Past Meetup

Statistically Validate Models with R & Transaction Data Mining with Neural Nets

This Meetup is past

134 people went

Location image of event venue


Open Data Science is excited for this co-hosted Meetup with Earnest!

What You'll Learn:

Together, we’ll learn about methods to reliably evaluate machine learning models using R and R graphics with John Mount and Nina Zumel from Win-Vector. Additionally, we'll learn how to extract relevant information from unstructured transaction data with Frank Taylor from Earnest.

Talk 1: Statistically Validating Models Using R

John Mount and Nina Zumel will demonstrate methods to reliably evaluate machine learning models using R and R graphics (including ggplot2). In particular, they will show how to use plot, and explain the following common model performance metrics: in-sample quality measures, out-of-sample quality measures, cross-validation measures, and permutation tests. This is an opportunity to re-learn your fundamental statistics with concrete and vibrant examples.

Meet Your Speakers for Talk 1:

John Mount and Nina Zumel are co-owners of Win-Vector, a company that conducts data analysis and statistical research for a variety of private sector clients, particularly in the biotech, finance, and internet sectors. Over the last eight years, Win-Victor has worked on projects such as revenue attribution for Google ad-words, customer modeling from online transaction data, product recommendation systems, and loan risk modeling.

John and Nina are the authors ofPractical Data Science with R, an example-driven training book that teaches readers how to apply the R programming language and statistical analysis techniques in marketing, business intelligence, and decision support.

Nina Zumel holds a B.S. in Electrical Engineering and Computer Science from UC Berkeley, and a Ph.D. in Robotics from Carnegie Mellon University. Prior to her work at Win-Vector, Nina was a software engineer at Optivo and a co-founder at Quimba Software. While at Optivo, she developed the core numerics engine for Optivo's Price Manager, a system that monitors market demand for products on online channels––in real and semi-real time––and adjusts prices accordingly to optimize their clients' business objectives. Subsequently, at Quimba Software, Nina and her team provided research services and specialty software development to clients in government and private Industries with the following application areas: intelligence, homeland security, and emergency response/emergency management.

John Mount holds a B.S. in Mathematics from UC Berkeley, and a Ph.D. in Computer Science from Carnegie Mellon University. Prior to Win-Vector, John was the Senior Software Engineer at TheMoment, a Trader/VP at Bank of America, and the Director of Research at While working at TheMoment, he developed advanced Internet exchange applications sold into enterprise and ASP environments, one of which was praised by the CEO of TicketMaster/CitySearch in a CNBC interview. During his time at Bank of America, he co-managed a development group for a diverse program trading desk, and developed a significant statistical machine learning platform that allowed his team to develop and deploy profitable statistical arbitrage trading strategies.

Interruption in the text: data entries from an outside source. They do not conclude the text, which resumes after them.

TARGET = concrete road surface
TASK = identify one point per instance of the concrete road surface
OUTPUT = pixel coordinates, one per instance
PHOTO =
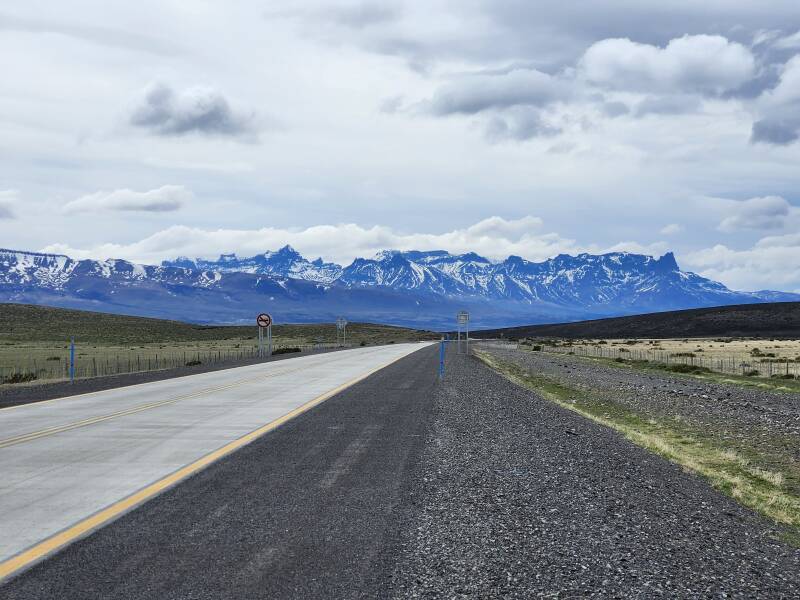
(72, 464)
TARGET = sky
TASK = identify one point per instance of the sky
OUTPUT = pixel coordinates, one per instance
(152, 130)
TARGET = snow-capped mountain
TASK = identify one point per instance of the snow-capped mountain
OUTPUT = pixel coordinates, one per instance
(409, 288)
(286, 262)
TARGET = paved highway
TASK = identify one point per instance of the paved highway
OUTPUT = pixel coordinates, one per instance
(72, 464)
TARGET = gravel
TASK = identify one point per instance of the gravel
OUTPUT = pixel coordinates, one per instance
(514, 496)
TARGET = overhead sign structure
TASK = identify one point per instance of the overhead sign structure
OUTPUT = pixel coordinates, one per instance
(462, 319)
(264, 321)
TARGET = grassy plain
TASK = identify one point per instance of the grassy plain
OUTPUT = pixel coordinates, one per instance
(36, 339)
(765, 480)
(757, 358)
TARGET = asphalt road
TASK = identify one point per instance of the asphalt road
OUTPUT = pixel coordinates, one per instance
(307, 511)
(65, 460)
(17, 394)
(400, 486)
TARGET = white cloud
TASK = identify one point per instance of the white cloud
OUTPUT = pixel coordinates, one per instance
(789, 41)
(692, 63)
(475, 93)
(203, 110)
(772, 263)
(779, 109)
(8, 203)
(494, 237)
(769, 212)
(164, 199)
(671, 229)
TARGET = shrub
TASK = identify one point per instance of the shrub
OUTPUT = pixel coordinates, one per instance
(287, 350)
(19, 378)
(687, 369)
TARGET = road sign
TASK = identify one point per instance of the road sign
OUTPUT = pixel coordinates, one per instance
(341, 326)
(462, 318)
(264, 321)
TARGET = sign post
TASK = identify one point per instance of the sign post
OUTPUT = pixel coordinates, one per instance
(462, 319)
(72, 360)
(264, 321)
(441, 358)
(341, 329)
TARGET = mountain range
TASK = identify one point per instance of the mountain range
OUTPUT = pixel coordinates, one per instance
(411, 288)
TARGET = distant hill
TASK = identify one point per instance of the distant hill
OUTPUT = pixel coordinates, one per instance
(778, 319)
(412, 289)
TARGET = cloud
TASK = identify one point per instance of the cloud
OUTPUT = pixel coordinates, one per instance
(105, 36)
(769, 212)
(780, 109)
(671, 229)
(790, 42)
(513, 101)
(519, 123)
(164, 199)
(494, 237)
(8, 202)
(202, 110)
(481, 92)
(668, 105)
(769, 264)
(707, 64)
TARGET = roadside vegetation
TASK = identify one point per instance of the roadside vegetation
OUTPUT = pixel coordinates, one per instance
(766, 480)
(777, 360)
(34, 342)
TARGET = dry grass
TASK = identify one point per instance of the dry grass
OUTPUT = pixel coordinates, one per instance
(727, 469)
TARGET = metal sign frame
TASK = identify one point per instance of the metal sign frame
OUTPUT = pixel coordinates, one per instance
(264, 321)
(341, 329)
(462, 320)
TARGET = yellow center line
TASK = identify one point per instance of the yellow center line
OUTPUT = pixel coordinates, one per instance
(58, 541)
(34, 435)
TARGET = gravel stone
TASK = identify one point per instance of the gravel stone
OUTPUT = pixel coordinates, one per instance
(516, 497)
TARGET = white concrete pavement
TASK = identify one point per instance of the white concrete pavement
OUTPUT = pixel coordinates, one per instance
(63, 460)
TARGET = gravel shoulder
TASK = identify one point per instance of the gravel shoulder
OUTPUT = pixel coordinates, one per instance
(309, 510)
(515, 496)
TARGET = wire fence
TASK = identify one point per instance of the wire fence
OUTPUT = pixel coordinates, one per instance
(753, 366)
(105, 364)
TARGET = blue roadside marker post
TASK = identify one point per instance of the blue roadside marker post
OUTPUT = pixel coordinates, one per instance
(441, 359)
(72, 360)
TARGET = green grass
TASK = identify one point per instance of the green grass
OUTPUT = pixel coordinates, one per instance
(775, 384)
(35, 339)
(27, 323)
(768, 482)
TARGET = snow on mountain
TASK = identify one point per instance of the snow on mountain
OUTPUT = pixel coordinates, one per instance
(414, 287)
(286, 262)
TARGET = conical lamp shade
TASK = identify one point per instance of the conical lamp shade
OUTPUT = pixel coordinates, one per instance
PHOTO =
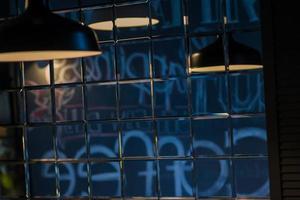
(211, 58)
(39, 34)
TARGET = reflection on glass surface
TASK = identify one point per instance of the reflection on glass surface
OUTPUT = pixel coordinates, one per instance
(174, 137)
(72, 183)
(35, 137)
(42, 179)
(101, 68)
(135, 9)
(247, 133)
(213, 178)
(205, 15)
(175, 178)
(140, 179)
(252, 177)
(104, 139)
(247, 93)
(69, 105)
(37, 73)
(133, 60)
(168, 63)
(211, 137)
(134, 122)
(70, 141)
(101, 102)
(12, 181)
(137, 139)
(67, 71)
(171, 98)
(39, 105)
(135, 100)
(167, 17)
(11, 144)
(209, 94)
(106, 179)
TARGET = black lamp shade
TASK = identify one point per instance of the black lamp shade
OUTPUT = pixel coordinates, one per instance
(211, 58)
(39, 34)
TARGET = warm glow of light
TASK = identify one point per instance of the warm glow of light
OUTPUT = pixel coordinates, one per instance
(44, 55)
(125, 22)
(221, 68)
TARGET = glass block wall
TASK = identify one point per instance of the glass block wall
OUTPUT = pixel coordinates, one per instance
(135, 122)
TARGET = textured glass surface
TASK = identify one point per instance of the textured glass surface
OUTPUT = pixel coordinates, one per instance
(104, 139)
(40, 135)
(136, 122)
(101, 101)
(39, 105)
(69, 105)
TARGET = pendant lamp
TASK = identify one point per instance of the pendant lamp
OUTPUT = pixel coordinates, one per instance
(212, 59)
(127, 17)
(38, 34)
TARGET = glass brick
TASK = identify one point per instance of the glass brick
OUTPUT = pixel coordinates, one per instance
(104, 139)
(37, 136)
(174, 137)
(101, 101)
(171, 98)
(135, 100)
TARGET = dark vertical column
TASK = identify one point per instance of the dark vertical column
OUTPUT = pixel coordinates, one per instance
(282, 80)
(4, 8)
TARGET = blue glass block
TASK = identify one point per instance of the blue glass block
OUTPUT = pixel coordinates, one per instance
(104, 142)
(69, 105)
(247, 133)
(137, 139)
(209, 94)
(250, 39)
(101, 68)
(176, 178)
(95, 2)
(37, 136)
(93, 16)
(42, 180)
(73, 179)
(67, 71)
(174, 137)
(12, 181)
(71, 141)
(101, 102)
(169, 16)
(12, 107)
(243, 14)
(168, 63)
(140, 179)
(205, 16)
(199, 43)
(11, 141)
(211, 137)
(63, 4)
(36, 73)
(106, 179)
(133, 60)
(247, 92)
(74, 15)
(13, 75)
(252, 178)
(132, 31)
(213, 177)
(39, 105)
(135, 100)
(171, 98)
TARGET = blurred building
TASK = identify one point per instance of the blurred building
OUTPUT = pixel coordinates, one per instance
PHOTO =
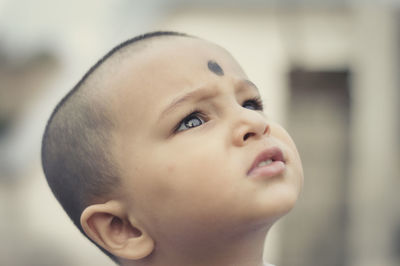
(328, 72)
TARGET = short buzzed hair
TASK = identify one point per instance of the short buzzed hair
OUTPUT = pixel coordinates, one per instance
(76, 155)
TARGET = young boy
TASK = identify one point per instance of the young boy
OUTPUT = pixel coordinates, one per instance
(162, 155)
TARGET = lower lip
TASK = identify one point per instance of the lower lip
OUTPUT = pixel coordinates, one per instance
(267, 171)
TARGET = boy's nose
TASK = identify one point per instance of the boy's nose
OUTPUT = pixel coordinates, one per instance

Talk 2: Mining Noisy Transaction Data with Neural Nets

Frank Taylor will demonstrate how to extract and utilize relevant information from unstructured data through the utilization of neural nets. Although extracting information from unstructured data presents a challenge, it is valuable for those making high-risk business decisions; for instance, Earnest uses unstructured transaction data for underwriting loans or for monitoring credit worthiness. The goal of this discussion is to describe the performance of the model Earnest uses to mine transaction data with neural nets, in addition to training a neural net in a large-data distributed framework like Spark.

Meet Your Speaker for Talk 2:

Frank Taylor is a data scientist at Earnest, a finance company that combines rich data analytics and elegant software to enhance people’s lives by lowering the high costs and barriers to credit faced by millions of financially responsible people. Frank utilizes the latest and most advanced tools to scale predictive APIs and recommendation systems, and he uses modeling contextualization to enhance the power of algorithms. Currently, he is working to understand Earnest's unstructured customer transaction level data; this data comes from sources such as checking accounts, investment accounts, credit card accounts, etc. Earnest has millions of rows at the moment, but they lack an understanding of the data contained in the aforementioned rows. In a nutshell, Frank is working to make this unstructured data usable for Earnest in their decision-making processes.

Prior to working at Earnest, Frank was part of a team of data scientists at Personograph, an innovative mobile monetization and audience intelligence platform that creates robust user profiles and improves mobile revenue for app developers. While at Personagraph, Frank leveraged known data about their clients' apps and users, and modeled app events to predict click-through rates for targeted ads in addition to churn and lifetime value. By leveraging Factorization Machines, in conjunction with probabilistic models to predict user satisfaction, Frank and his colleagues achieved an 8-fold increase in click-through rate on test runs.